The European Commission is assessing the ruling, stating that there needs to be a proper balance between security and fundamental rights.9

The Court's ruling echoes recent decisions in the United States. On December 16, 2013, a federal judge for the District of Columbia issued an injunction prohibiting the U.S. government from collecting telephonic metadata as part of a National Security Agency ("NSA") surveillance program.10 The District Court found that the "almost-Orwellian technology that enables the Government to store and analyze the phone metadata of every telephone user in the United States" almost certainly violates the plaintiffs' reasonable expectation of privacy.11 Other U.S. District Courts have disagreed, ruling the NSA surveillance programs constitutional.12 Should the split endure, the U.S. Supreme Court is likely to step in.
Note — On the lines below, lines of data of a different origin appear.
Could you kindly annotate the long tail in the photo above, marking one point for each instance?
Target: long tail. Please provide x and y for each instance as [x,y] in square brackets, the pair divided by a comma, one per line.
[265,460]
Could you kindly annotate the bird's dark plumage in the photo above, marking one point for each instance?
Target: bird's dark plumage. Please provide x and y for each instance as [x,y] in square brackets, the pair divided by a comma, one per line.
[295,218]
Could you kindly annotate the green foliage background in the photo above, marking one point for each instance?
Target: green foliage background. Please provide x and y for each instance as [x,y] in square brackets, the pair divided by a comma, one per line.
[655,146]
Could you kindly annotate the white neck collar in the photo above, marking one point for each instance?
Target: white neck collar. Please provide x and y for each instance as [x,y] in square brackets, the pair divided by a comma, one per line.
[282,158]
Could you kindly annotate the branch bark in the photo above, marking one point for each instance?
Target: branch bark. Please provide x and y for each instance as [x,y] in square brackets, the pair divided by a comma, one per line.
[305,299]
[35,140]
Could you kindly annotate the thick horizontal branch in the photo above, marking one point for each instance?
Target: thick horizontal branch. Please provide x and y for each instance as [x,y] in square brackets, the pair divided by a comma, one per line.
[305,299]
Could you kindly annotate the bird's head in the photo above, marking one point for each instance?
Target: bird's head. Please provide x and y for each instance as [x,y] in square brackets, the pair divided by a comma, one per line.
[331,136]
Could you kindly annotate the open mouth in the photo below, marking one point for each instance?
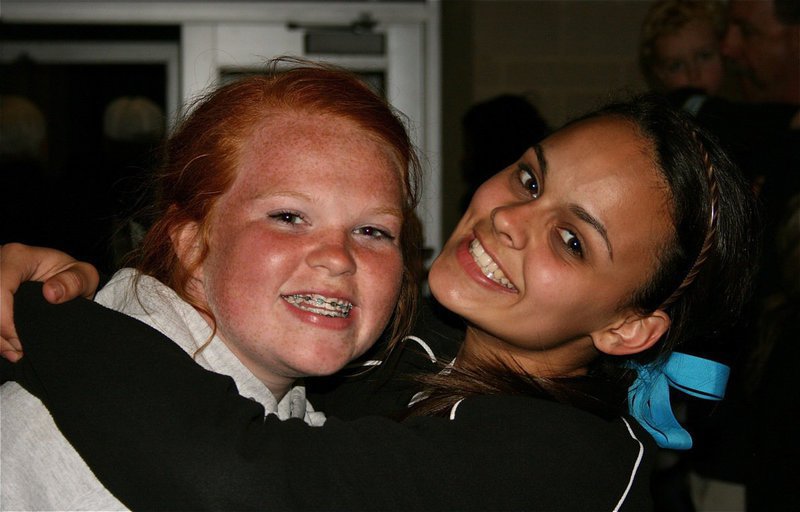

1 - Digital Rights Ireland Ltd. v. Minister for Commc'ns, Marine and Natural Resources, C-293/12 and C-594/12, slip op. at I-26 (EU Grand Chamber April 8, 2014).
2 - Id. at I-18.
3 - Id. at I-23.
4 - Id. at I-20.
5 - Id. at I-24.
6 - Id.
7 - Id.
8 - Adnrew Scurria, EU High Court Voids Data Retention Law Over Privacy Worries, Law 360 (Apr. 8, 2014), available at
9 - Top EU Court Rejects EU-Wide Data Retention Law, BBC News (Apr. 8, 2014), available at
10 - Klayman v. Obama, No. 13-0851, slip op. at 67 (D.D.C. Dec. 16, 2013).
11 - Id. at 49.
12 - See, e.g., A.C.L.U. v. Clapper, No. 13 Civ. 3994 (S.D.N.Y. Dec. 27, 2013).

DISCLAIMER: Because of the generality of this update, the information provided herein may not be applicable in all situations and should not be acted upon without specific legal advice based on particular situations.